The confrontation of the Cold War still affects the relationship between the U.S. and Russia to this day and is a cautionary tale in a world where nuclear proliferation is rampant.
In 1962, the Cold War rivals used their arsenal of weapons of mass destruction as a means of nuclear deterrence and a symbol of their awesome military power. Imbued with communist ideology and encouraged by decolonization, the Soviet Union was supporting the revolutionary Castro regime, for the first time projecting power into the Western Hemisphere.
Castro, seeking a nuclear umbrella, had encouraged the Kremlin to bring its nukes to Cuba and point them at the U.S. Both parties were rapidly building up their stockpiles, vehemently believing that mutual assured destruction (MAD) is the only way to deter the other party from using their nuclear weapons.
After the two countries found themselves on the brink in October 1962, the negotiations between Presidents John F. Kennedy and Soviet Premier Nikita Khrushchev were the only thing that prevented a full-out war. It was the secret diplomacy of the leaders that helped avoid the potential crisis. Importantly, communists did not believe in martyrdom and afterlife, which fundamentally distinguishes them from today’s Iranian leadership.
The bold move by Khrushchev to place nuclear weapons in Cuba was an indication of his disdain toward Kennedy: After taking measure of the youthful American President, he viewed him as inexperienced and a weaker leader than former President Dwight D. Eisenhower. This overconfidence prompted Khrushchev to place the nuclear weapons in Cuba.
The crisis was resolved with the secret agreement of the Soviet Union to withdraw its weapons from Cuba and the U.S. promise not to invade Cuba. Kennedy also committed to withdraw U.S. nukes from Italy and Turkey. Additionally, an emergency phone link between the Kremlin and the White House was installed to prevent the next Armageddon.
There were far-reaching consequences: Other Soviet leaders viewed Khrushchev’s risk-taking and withdrawal from Cuba as a loss of face and recklessness.

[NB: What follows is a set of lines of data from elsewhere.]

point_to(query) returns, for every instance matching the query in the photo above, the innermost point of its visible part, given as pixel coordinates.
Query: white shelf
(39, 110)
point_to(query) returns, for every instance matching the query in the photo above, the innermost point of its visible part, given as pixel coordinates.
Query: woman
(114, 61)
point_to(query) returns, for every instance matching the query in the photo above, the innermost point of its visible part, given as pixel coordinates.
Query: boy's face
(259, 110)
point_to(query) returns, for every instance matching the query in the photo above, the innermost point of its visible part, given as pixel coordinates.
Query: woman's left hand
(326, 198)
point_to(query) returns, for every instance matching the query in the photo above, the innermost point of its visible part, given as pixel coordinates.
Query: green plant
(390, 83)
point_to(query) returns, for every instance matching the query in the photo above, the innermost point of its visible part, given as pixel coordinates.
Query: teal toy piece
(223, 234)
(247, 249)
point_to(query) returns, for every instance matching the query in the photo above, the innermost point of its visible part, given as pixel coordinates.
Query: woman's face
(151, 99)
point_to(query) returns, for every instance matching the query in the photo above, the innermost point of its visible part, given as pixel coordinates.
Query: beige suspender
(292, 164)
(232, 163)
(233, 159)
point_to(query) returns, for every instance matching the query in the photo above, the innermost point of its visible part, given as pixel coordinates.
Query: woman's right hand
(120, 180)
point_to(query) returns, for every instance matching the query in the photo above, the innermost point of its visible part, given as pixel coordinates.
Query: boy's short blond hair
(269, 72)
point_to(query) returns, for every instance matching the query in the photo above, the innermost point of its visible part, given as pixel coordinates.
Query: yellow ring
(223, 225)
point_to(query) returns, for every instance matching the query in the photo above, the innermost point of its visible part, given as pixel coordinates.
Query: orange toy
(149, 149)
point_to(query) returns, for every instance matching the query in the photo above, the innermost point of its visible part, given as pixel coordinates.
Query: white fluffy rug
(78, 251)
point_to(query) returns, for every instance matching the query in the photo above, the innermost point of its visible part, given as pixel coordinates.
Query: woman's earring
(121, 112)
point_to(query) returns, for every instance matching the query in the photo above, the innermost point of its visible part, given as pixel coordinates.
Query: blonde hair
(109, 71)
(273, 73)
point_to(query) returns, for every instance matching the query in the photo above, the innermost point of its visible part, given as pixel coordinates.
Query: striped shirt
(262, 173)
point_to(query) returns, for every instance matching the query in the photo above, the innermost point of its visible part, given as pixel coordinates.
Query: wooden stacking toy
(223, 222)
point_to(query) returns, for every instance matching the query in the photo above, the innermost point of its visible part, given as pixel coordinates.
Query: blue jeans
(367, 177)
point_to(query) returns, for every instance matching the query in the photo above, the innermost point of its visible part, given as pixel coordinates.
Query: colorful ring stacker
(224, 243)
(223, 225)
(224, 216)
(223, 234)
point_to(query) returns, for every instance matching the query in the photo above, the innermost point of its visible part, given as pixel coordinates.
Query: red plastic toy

This, together with erratic domestic policies, contributed to Khrushchev’s house arrest and removal the following year.
The withdrawal was indeed a clear sign of Soviet overreach and overconfidence—yet the Russians always viewed nuclear weapons not just as a symbol of power but as an ultimate war-fighting tool. The Russian high command still holds this view today.
A few years after the crisis, the Soviet Union and the U.S. began negotiating the Strategic Arms Limitation Talks (SALT) to avoid repetition of the Cuban Missile Crisis. The fear of mutual annihilation also begat détente—a Soviet policy of challenging the U.S. around the world, such as in Vietnam and Africa, while avoiding the ultimate confrontation.
The Soviet Union cynically used popular fear to create a nuclear disarmament movement and push for Nuclear Weapon Free Zones. Today, many, including President Obama, are talking about “global zero,” a world without nuclear weapons, despite rapid nuclear buildups by North Korea, Iran, Pakistan, and possibly China.
It is important to keep in mind the lessons learned from the Cuban Missile Crisis: Perception of weakness may trigger and overreach by a weaker actor. MAD at times appears as failing to deter. Diplomacy backed up by superior force may be crucial in thwarting a nuclear crisis.
After the collapse of the Soviet Union, the Russian and U.S. arsenals have been reduced significantly, but the mistrust remains. Massive stockpiles are ready for deployment at any minute. Despite four decades of arms control, consistent communication, and intensive diplomatic exchanges between the two countries, Russian leaders’ lack of trust in America and their Cold War mindset are still there. There is also a lack of trust among many U.S. citizens of our own leadership after President Obama’s comment to then-President Dmitry Medvedev about flexibility on missile defense.
However, 50 years after the Cuban Missile Crisis, it is Iran and North Korea, not Russia, that are pursuing nuclear weapons programs that threaten U.S. allies and, eventually, may threaten the American homeland itself.